Some people think of cutting down dead snags as potentially hazardous, but the hazards which come to mind are not necessarily wild honey bees.
But this was the surprise a couple in 140 Mile recently encountered, when they were having some danger trees fallen.
Tara Larocque said one of the fallers she and her husband Mike Fochuk had taking down the trees mentioned he thought he saw honey bees when he was scaling one of the trees and he was stung.
She did not think much more of it, and put it down to probably a wasp, as she doesn’t keep bees.
Nearly a week later when her son Hunter Fochuk started to buck up one of the snags, he, however, confirmed what the snag faller had suspected -honey bees were in the dead fir tree.
Larocque was surprised.
“I’d have never guessed there was this colony on the property,” she commented, after also saying she had been fascinated by bees for a long time and had even toyed with the idea of keeping some of her own.
“I have a really keen interest in it.”
With this interest, and her belief in the importance of bees to the ecosystem and growing food, she knew she didn’t want any harm to come to the fallen colony, which had been living about 65 feet up a very rotten snag.
“It’s vital to the health of our world,” she said of bees in general.
“I felt like I should do something for them rather than leave them there and they die,” she explained.
So Larocque called in the local expert she knew, John Hoyrup.
She had been buying her honey from Hoyrup for years and had talked about bees with him. Hoyrup also happens to be the president of the Central Cariboo Bee Keepers club, which is affiliated with the provincial B.C. Honey Producer’s Association.
He was the right man for the job.
Hoyrup came the next day, and he said while he’s dealt with many bee swarms before, which is a natural process of hive expansion, each one is a unique situation.
This one was challenging due to the location of this “wild” hive.
“It wasn’t a really easy situation because it was in the bush a bit,” recalled Hoyrup of what he found when he arrived.
The colony was not a swarm “per se” but appeared to have been living in the tree for some time, though it was not a large colony.
He described the bees as “friendly” and he carefully took apart sections of the downed tree to get the pieces with the hive in it and he put these in his truck to take with him back to his house where he could put them into “bee boxes.”
These boxes are specially made to house bees and allow beekeepers access to clean and care for the hives and to harvest the honey.
Hoyrup said he didn’t need to wear a bee suit and only put a bee shirt on at the end when transporting the log he suspected may have the queen in it, as bees can become upset if moving the queen.
He did use a small electric chainsaw to get into the log, in order to be less disturbing to the insects.
Hoyrup said he was able to successfully transfer the bees to a box but was unable to locate a mature queen.

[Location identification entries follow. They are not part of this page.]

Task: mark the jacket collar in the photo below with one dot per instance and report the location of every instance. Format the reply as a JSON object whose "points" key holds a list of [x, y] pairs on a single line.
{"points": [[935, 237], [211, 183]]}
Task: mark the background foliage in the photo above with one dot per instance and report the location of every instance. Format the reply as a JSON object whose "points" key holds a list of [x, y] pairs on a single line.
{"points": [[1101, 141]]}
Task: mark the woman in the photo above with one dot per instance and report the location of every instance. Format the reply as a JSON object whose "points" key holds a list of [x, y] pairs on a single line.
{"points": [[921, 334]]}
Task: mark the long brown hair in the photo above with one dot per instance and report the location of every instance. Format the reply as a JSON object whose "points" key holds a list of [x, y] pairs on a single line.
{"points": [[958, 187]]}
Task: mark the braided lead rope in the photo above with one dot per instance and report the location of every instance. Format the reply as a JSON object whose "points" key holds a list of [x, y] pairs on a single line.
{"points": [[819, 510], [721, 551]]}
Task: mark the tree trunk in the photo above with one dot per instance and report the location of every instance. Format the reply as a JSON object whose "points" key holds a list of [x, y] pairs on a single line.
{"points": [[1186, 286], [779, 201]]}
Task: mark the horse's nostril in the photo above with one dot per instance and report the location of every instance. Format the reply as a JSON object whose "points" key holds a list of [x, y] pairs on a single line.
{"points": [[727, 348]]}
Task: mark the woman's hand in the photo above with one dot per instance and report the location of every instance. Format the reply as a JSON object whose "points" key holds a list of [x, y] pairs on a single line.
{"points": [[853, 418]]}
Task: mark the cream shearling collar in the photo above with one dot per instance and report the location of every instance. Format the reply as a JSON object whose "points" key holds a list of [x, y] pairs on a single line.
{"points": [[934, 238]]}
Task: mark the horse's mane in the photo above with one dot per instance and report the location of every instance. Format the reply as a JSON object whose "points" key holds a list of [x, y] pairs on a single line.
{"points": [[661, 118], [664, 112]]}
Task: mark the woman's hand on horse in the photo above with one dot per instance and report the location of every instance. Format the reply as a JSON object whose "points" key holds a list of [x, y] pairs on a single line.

He’ll be feeding and treating the colony until the spring and will see if a mature queen develops and the colony produces something.
“It’s a little bit of a guessing game,” he explained.
Larocque said she was amazed at how calm the bees were and she is curious to hear what Hoyrup finds.
She said she is considering acquiring the box to return the colony to her property for her to take up beekeeping if the colony turns out to be viable. She has always taken care to encourage bees by allowing her garden to flower late and not ripping things out until bees have a chance to feed.
“It was an unexpected pleasure,” she said of finding wild bees on their property they have lived on for 25 years.
Neither she, her son Hunter nor Hoyrup were stung during the removal of the hive.“This might be the catapult or the push to make me (keep bees).”